Australians are notorious for loading their retirement portfolios with Australian equities.

The attractiveness of franked Australian equities, which deliver an adequate yield, has formed the basis of that thesis for many years. But Griffith points out the BlackRock Global Multi-Asset Income Fund can deliver a similar result with less than half the risk.

“If you’re moving from the accumulation or growth phase, blending in the strategy is a good way of  de-risking your portfolio without losing purchasing power and maintaining that same level of yield,”  he says.

The second main appeal of the fund is its capacity to be a source of total returns.

Asset classes across the world are bracing for an extended period of challenging returns compared with recent history and, as such, future returns will probably be driven more by yield than by the capital appreciation we have seen in recent years.

“Given the strategy’s global exposure, the portfolio can be used to deliver returns like those in a growth portfolio but less than half the risk of straight equities,” Griffith says. “The strategy can be used as  an additional source of returns while diversifying risk.”

Conservative investors – looking to preserve capital and peace of mind – could potentially reach a higher income without compromising the risk tolerance of the portfolio.

This bodes well for equity investors, who are typically familiar with higher yields; they are able to maintain their income levels without extending the risk tolerance of their portfolios.

The BlackRock Multi-Asset Income Fund invests in more than 10 asset classes, 40 countries and 20 sectors, which open doors to attractive income opportunities while dampening risk, thanks to a broad diversification strategy.

Zenith Investment Partners points out the stress testing conducted on BlackRock’s portfolio boosts the case for firm risk management, as does the team’s access to the wider BlackRock resourcing.

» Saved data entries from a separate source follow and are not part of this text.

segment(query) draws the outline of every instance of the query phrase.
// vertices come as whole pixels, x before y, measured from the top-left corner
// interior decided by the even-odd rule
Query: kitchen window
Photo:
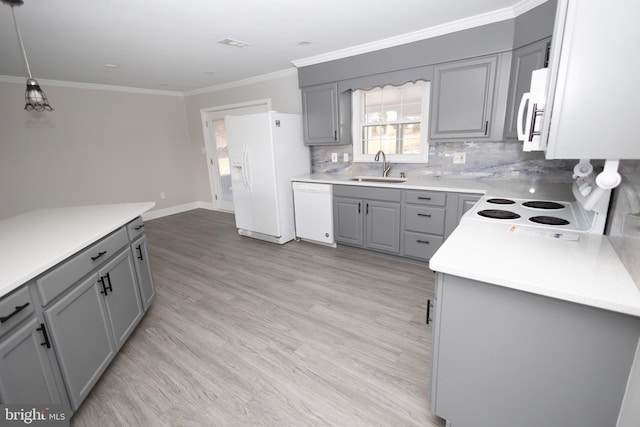
[[[398,163],[426,163],[429,117],[426,81],[353,92],[353,161],[373,162],[378,150]]]

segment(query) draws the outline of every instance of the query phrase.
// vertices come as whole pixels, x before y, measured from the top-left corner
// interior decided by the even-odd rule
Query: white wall
[[[271,99],[271,108],[275,111],[301,114],[302,98],[298,88],[297,74],[293,73],[267,81],[185,97],[197,200],[212,201],[207,158],[203,153],[204,136],[202,135],[200,109],[266,98]],[[302,141],[300,143],[302,144]]]
[[[55,111],[27,113],[24,85],[0,83],[0,219],[43,207],[197,200],[183,97],[43,89]]]

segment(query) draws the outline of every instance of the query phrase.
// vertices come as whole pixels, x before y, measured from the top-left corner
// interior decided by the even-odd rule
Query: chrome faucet
[[[384,155],[384,151],[379,150],[376,153],[376,157],[373,158],[376,162],[380,161],[380,153],[382,153],[382,176],[386,177],[391,170],[391,163],[387,163],[387,156]]]

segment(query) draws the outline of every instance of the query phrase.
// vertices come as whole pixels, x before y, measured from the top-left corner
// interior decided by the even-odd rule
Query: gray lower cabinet
[[[337,243],[400,253],[401,190],[334,186]]]
[[[505,118],[504,137],[517,139],[518,107],[525,92],[531,87],[531,73],[543,68],[548,56],[551,38],[531,43],[513,51],[511,62],[511,78],[507,98],[507,115]]]
[[[37,316],[0,339],[0,402],[66,404],[52,352],[46,326]]]
[[[447,193],[404,192],[404,255],[426,261],[444,241]]]
[[[432,412],[452,427],[614,426],[640,318],[438,273]]]
[[[45,310],[71,406],[77,410],[142,318],[127,246]]]
[[[491,139],[498,55],[434,67],[430,140]]]
[[[138,285],[140,287],[140,296],[142,297],[142,306],[144,310],[147,311],[153,302],[153,298],[156,296],[156,289],[153,284],[153,275],[151,274],[151,264],[149,264],[147,237],[143,236],[133,242],[131,250],[133,251],[136,266],[136,275],[138,277]]]

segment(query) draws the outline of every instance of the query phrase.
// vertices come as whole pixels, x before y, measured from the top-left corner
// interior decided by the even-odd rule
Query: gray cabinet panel
[[[358,185],[334,185],[333,195],[356,199],[382,200],[385,202],[399,202],[402,200],[401,190]]]
[[[338,138],[338,84],[302,88],[304,142],[336,144]]]
[[[40,327],[40,319],[33,317],[0,341],[2,403],[64,403],[47,354],[53,350],[41,345],[44,336]]]
[[[345,197],[333,198],[333,224],[338,243],[364,245],[362,229],[362,200]]]
[[[140,296],[142,297],[142,307],[147,311],[156,295],[151,264],[149,263],[149,252],[147,251],[147,237],[143,236],[135,241],[131,245],[131,250],[133,251]]]
[[[498,57],[435,67],[431,94],[431,140],[489,139]]]
[[[412,258],[431,259],[443,242],[442,236],[404,232],[404,254]]]
[[[133,257],[129,248],[105,265],[98,274],[109,288],[104,300],[116,347],[119,349],[143,314]]]
[[[522,99],[522,95],[529,91],[533,70],[544,67],[547,45],[550,42],[551,38],[549,37],[536,43],[523,46],[513,52],[504,129],[505,138],[518,138],[516,126],[520,100]]]
[[[404,215],[405,230],[438,235],[444,233],[444,208],[407,205]]]
[[[129,241],[133,242],[144,233],[144,221],[142,217],[138,217],[127,224],[127,234],[129,235]]]
[[[49,304],[71,285],[99,268],[129,242],[124,228],[74,255],[36,280],[42,306]]]
[[[365,202],[365,246],[385,252],[400,252],[400,204]]]
[[[416,205],[444,206],[447,193],[434,191],[405,191],[405,201]]]
[[[640,318],[438,276],[436,415],[455,427],[616,424]]]
[[[71,406],[77,410],[116,353],[98,275],[45,310]]]
[[[14,291],[0,301],[0,337],[33,313],[33,301],[28,286]]]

“Zenith believes the fluid interaction and access to BlackRock’s specialist teams, in conjunction with the ability to tailor discrete mandates to the specific needs of the fund is a key strength,” reads the latest report.

In an environment where short time horizons and low volatility could prompt an underestimation of risk, the research firm recommends the Global Multi-Asset Income Fund.

GOING GLOBAL

The insular nature of the Australian investing community and the general preference for local equities has meant that some miss out on the income opportunities internationally.

The challenge facing Australian advisers has been to discover local equities that are benefiting from the global pickup in interest rates.

“It’s unusual to see yields increasing elsewhere around the world but not in Australia,” Griffith says. “We’re a bit out of cycle, so having a global focus alleviates some of that pressure on local investors.”

Griffith says traditional income-producing sectors are not the focus of the international equity selection, which prefers instead the likes of the global healthcare sector, financials and industrials.

Since inception in October 2015, the strategy has delivered a 6 per cent annualised yield while preserving client capital, with less than half the risk of equities.